In the winter of 2005, Skeet begins to notice that Robert asks him for advice. Robert is keeping tenants in his house, and he finds it hard to extract rent from them. Meanwhile, Skeet has begun to feel tired. However, he doesn’t visit the prison doctor.
Skeet is one of the few people whom Robert feels comfortable asking for advice. But the passage foreshadows the impending tragedy in Skeet’s already tragic life.
In 2005, Jeff is happily engaged to a woman named Rebecca. He and his fiancé visit the Penn Relays, a popular sporting event in Philadelphia, and meet up with Robert, Ty Cantey, and some other Yale friends. Jeff notices that both of his roommates seem worn-out by their jobs and studies. In private, Robert tells Rebecca, almost gravely, “You picked a good one.”
The years immediately following graduation are hard for almost all of Jeff’s friends: they’ve been succeeding for so many uninterrupted years that the prospect of real adult challenges fills them with anxiety. Jeff and Robert apparently continue to respect one another, explaining Robert’s comments to Rebecca.

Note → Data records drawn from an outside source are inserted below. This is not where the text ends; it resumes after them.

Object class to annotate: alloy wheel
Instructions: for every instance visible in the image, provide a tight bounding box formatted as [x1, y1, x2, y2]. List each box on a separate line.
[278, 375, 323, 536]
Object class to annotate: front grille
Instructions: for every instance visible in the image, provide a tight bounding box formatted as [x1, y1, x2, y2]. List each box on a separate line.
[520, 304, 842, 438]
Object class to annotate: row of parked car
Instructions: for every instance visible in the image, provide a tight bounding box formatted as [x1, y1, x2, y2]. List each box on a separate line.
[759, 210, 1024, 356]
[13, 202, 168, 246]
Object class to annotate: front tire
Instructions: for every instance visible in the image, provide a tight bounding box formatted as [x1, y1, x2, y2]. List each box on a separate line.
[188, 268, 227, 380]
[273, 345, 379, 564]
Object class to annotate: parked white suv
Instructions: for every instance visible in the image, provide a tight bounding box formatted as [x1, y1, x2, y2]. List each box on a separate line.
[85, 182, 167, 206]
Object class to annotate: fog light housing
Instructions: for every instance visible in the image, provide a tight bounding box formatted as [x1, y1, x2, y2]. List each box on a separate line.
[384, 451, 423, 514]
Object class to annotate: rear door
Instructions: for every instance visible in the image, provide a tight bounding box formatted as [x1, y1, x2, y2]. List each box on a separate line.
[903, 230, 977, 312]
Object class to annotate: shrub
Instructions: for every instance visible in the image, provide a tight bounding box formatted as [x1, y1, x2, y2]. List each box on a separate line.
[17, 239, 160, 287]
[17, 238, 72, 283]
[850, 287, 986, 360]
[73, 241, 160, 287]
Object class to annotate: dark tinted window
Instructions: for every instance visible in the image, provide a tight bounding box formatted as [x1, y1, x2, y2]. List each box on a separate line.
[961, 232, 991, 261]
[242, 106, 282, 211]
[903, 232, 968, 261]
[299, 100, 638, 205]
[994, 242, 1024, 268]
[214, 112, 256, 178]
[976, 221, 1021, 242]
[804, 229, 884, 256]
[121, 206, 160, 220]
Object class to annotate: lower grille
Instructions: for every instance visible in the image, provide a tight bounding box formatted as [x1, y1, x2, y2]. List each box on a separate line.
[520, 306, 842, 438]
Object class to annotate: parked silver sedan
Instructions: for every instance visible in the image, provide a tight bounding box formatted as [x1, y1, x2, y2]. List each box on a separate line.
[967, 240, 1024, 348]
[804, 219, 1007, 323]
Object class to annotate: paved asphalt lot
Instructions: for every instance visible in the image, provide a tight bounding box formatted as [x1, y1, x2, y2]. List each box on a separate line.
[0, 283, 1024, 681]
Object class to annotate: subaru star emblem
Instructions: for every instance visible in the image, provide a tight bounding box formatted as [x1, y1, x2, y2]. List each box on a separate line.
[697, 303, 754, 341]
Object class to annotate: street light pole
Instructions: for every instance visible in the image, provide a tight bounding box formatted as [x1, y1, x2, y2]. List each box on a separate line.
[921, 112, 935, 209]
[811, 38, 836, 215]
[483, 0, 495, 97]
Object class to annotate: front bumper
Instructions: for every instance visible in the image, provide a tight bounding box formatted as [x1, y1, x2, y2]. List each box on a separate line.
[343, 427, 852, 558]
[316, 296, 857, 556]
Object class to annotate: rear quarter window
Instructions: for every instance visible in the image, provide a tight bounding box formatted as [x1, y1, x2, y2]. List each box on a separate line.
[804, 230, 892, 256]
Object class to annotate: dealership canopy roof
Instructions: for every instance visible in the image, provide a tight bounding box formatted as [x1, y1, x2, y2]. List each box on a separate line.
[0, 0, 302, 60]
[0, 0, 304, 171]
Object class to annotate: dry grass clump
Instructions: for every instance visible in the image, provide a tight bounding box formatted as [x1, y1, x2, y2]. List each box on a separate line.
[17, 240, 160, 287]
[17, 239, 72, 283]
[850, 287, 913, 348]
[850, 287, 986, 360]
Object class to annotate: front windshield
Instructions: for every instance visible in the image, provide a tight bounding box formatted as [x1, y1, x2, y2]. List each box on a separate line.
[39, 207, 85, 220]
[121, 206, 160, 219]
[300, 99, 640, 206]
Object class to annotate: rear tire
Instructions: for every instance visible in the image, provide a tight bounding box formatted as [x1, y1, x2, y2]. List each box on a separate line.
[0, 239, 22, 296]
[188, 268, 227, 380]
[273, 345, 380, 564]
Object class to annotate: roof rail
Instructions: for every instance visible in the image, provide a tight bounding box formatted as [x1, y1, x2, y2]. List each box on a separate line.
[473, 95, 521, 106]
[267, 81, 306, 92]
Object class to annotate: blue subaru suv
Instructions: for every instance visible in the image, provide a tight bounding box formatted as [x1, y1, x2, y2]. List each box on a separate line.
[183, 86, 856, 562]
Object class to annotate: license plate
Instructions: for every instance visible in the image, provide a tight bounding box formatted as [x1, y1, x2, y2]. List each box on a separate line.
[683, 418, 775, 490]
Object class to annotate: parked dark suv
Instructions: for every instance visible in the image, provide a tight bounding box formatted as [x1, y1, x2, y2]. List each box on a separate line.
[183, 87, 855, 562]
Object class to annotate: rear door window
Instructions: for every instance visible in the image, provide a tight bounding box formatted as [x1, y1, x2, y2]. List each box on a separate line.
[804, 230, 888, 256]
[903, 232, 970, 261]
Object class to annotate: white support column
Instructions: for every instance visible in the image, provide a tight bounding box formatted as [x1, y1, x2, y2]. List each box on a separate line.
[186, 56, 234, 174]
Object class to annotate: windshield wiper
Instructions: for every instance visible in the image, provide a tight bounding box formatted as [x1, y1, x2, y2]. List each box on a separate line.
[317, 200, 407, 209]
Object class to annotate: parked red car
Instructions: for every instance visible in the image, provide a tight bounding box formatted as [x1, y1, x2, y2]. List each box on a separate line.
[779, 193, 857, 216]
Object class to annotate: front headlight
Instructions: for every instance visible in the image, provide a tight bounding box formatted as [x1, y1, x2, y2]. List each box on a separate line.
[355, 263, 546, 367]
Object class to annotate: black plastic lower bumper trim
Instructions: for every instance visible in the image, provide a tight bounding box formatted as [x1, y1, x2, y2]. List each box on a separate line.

Jeff and his Yale friends are adults, faced with all the joys and frustrations of their mid-twenties. Their lives are changing quickly. Strangely, though, Robert’s life seems not to be changing at all. He still lives in Newark, hangs out with friends from high school, and goes to St. Benedict’s five days a week. That summer, however, Robert experiences a major change when Skeet collapses in prison.
At the time, it seemed as if Yale would give Robert a chance to reinvent himself. And yet, it would now seem, Robert hasn’t reinvented himself at all: he’s the same person he always was, and hasn’t escaped his environment at all. The chapter ends on another cliffhanger, hinting at another tragedy in Robert’s life.